Il est renvoyé aux conclusions des parties pour un plus ample examen de leurs prétentions et moyens, par application des dispositions de l’article 455 du code de procédure civile.
MOTIFS :
SUR LES OBLIGATIONS DE PAIEMENT DES TRAVAUX LITIGIEUX
Attendu qu’aux termes de l’ancien article 1134 du Code civil, les conventions légalement formées tiennent lieu de loi à ceux qui les ont faites ;
Qu’en application de l’ancien article 1315 du Code civil, celui qui réclame l’exécution d’une obligation doit la prouver ; réciproquement, celui qui se prétend libéré doit justifier le paiement ou le fait qui a produit l’extinction de son obligation ;
Attendu qu’en vertu de l’article 1793 du Code civil, lorsqu’un architecte ou un entrepreneur s’est chargé de la construction à forfait d’un bâtiment, d’après un plan arrêté et convenu avec le propriétaire du sol, il ne peut demander aucune augmentation de prix, ni sous le prétexte de l’augmentation de la main-d’oeuvre ou des matériaux, ni sous celui de changements ou d’augmentations faits sur ce plan, si ces changements ou augmentations n’ont pas été autorisés par écrit, et le prix convenu avec le propriétaire ;
Qu’en l’espèce, le contrat du 25 avril 2016 liant les sociétés ACTI-PROM et [R] FRANCE précise bien que “les travaux en supplément ou en modification du marché initial feront l’objet d’avenants chiffrés et signés par les deux parties (prix et délais)”, le prix y est caractérisé comme ferme et forfaitaire et il est expressément prévu qu’aucune modalité d’actualisation ou de révision dudit prix n’est envisagé ;
Attendu que les correspondances évoquées par la demanderesse ont été émises par le maître d’oeuvre et elle ne démontre pas que la société ATHEMA DEVELOPPEMENT était en mesure d’engager le maître d’ouvrage, sachant qu’aucune confusion entre maître d’ouvrage, d’une part, et maître d’oeuvre, d’autre part ne résulte des éléments du dossier ;
Attendu qu’aucune preuve quant à l’existence d’une obligation contractuelle de paiement consentie par la défenderesse ni aucune autre pièce probante n’est produite par la société [R] FRANCE, alors que cette charge lui revient ;
Qu’il s’ensuit que faute pour la société [R] FRANCE de démontrer l’existence des obligations contractuelles dont elle se prévaut, il y a lieu de la débouter, en ce compris celles accessoires et découlant de la principale, portant sur une résistance abusive et une indemnité forfaitaire pour frais de recouvrement.
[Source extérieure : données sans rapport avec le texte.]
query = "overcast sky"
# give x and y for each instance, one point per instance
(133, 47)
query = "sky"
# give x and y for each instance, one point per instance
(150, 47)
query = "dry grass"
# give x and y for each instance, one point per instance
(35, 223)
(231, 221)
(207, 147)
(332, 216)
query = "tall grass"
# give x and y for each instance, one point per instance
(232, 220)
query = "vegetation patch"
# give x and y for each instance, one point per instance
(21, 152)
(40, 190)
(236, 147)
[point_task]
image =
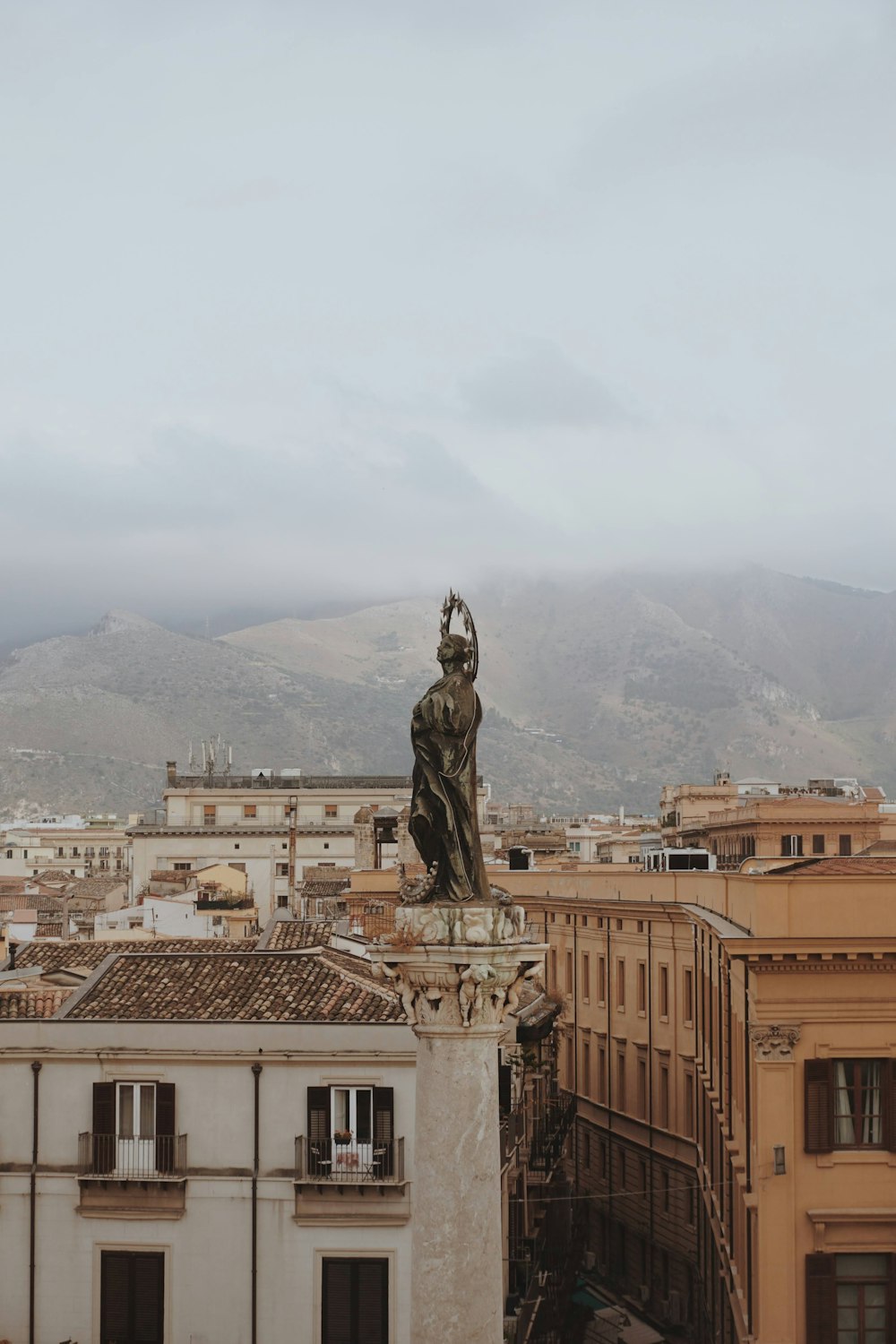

SUR LES FRAIS DU PROCES ET L’EXECUTION PROVISOIRE
Attendu que onformément à l’article 696 du Code de procédure civile, les dépens seront supportés par la SARL [R] FRANCE, partie perdant à l’instance ;
Qu’en l’espèce l’équité ne commande pas de faire application des dispositions de l’article 700 du Code de procédure civile ;
Qu’en application de l’article 514 du Code de procédure civile, la présente décision est exécutoire de droit à titre provisoire ;
PAR CES MOTIFS
Le tribunal, statuant publiquement, par jugement contradictoire et en premier ressort,
DEBOUTE la SARL [R] FRANCE de l’ensemble de ses demandes ;
CONDAMNE la SARL [R] FRANCE aux dépens ;
DIT n’y avoir lieu à application des dispositions de l’article 700 du Code de procédure civile ;
RAPPELLE le caractère exécutoire à titre provisoire du présent jugement ;
ainsi prononcé les jour, mois et an susdits, et signé par le Président et le Greffier.